A Chaos Theory of Missions
In the song “Wake Up Dead Man” Bono echoes the lament psalms of David, crying out for a God who can sometimes seem silent in the chaos and violence of our world. At one point Bono questions “is there an order in all of this disorder?”
This week I have been reading Leadership and The New Science: Discovering Order in a Chaotic World by Margaret J. Wheatley. Here Wheatley’s central thesis is that by looking at the developing scientific outlook on the world found in such new perspectives as quantum physics and chaos theory, we in fact find a world that appears chaotic but in fact is highly connected, sensitive, and intuitive.

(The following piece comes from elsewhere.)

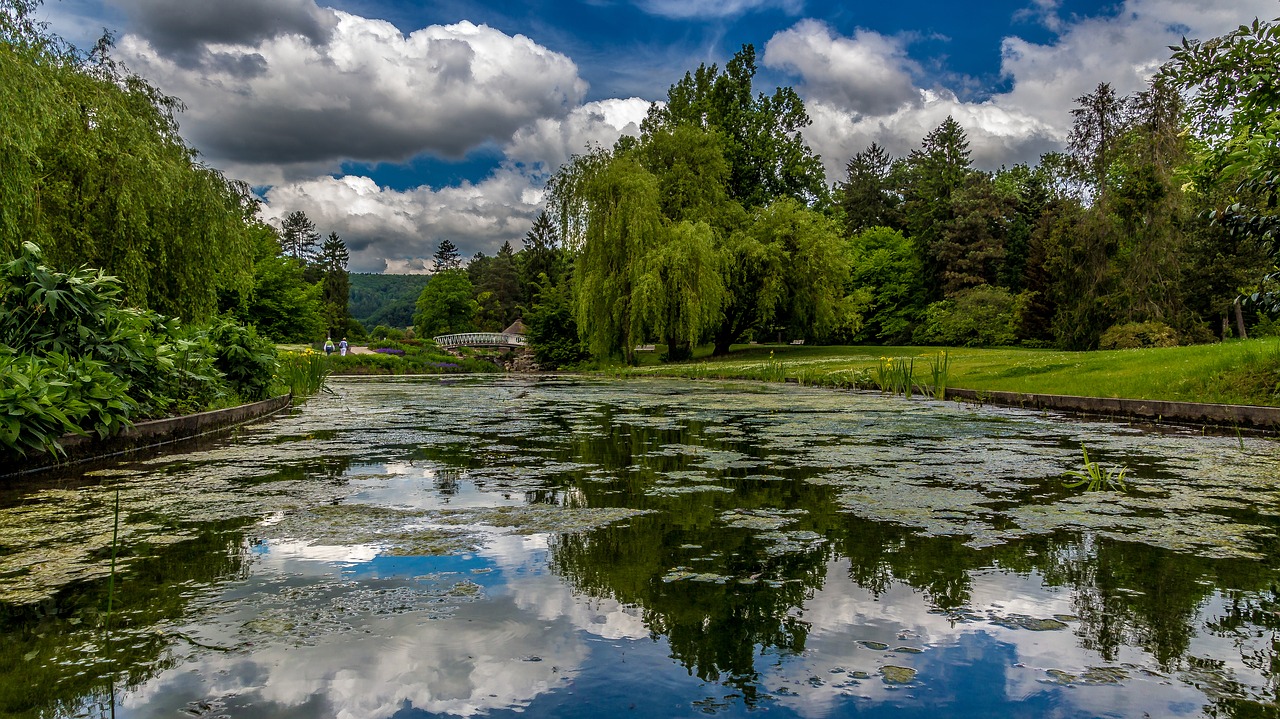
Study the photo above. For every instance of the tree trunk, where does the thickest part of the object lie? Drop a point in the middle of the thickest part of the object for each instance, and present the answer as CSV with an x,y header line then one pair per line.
x,y
1239,320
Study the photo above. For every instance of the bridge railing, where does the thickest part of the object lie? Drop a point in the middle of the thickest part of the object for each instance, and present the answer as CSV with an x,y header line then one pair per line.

In fact, Wheatley points out that our universe is “a world rich in processes that support growth and coherence through paradoxes that we need to contemplate (loc 528).” There is an order to the disorder. Thus for Wheatley, the fact that in the natural universe order is found in and derived from disorder, chaos, and utter interconnectedness means that our human understanding of organizations and relationships should mirror a New Science view of the world. Thus, the intention of human organizations to impose order and avoid disorder, chaos, and confusion is faulty. Leadership and organizational structure should be more about imparting vision, values, and freedom, to allow human systems to work themselves out through the chaos, thriving on the chaos, and ultimately forming new, creative, and better structures and systems.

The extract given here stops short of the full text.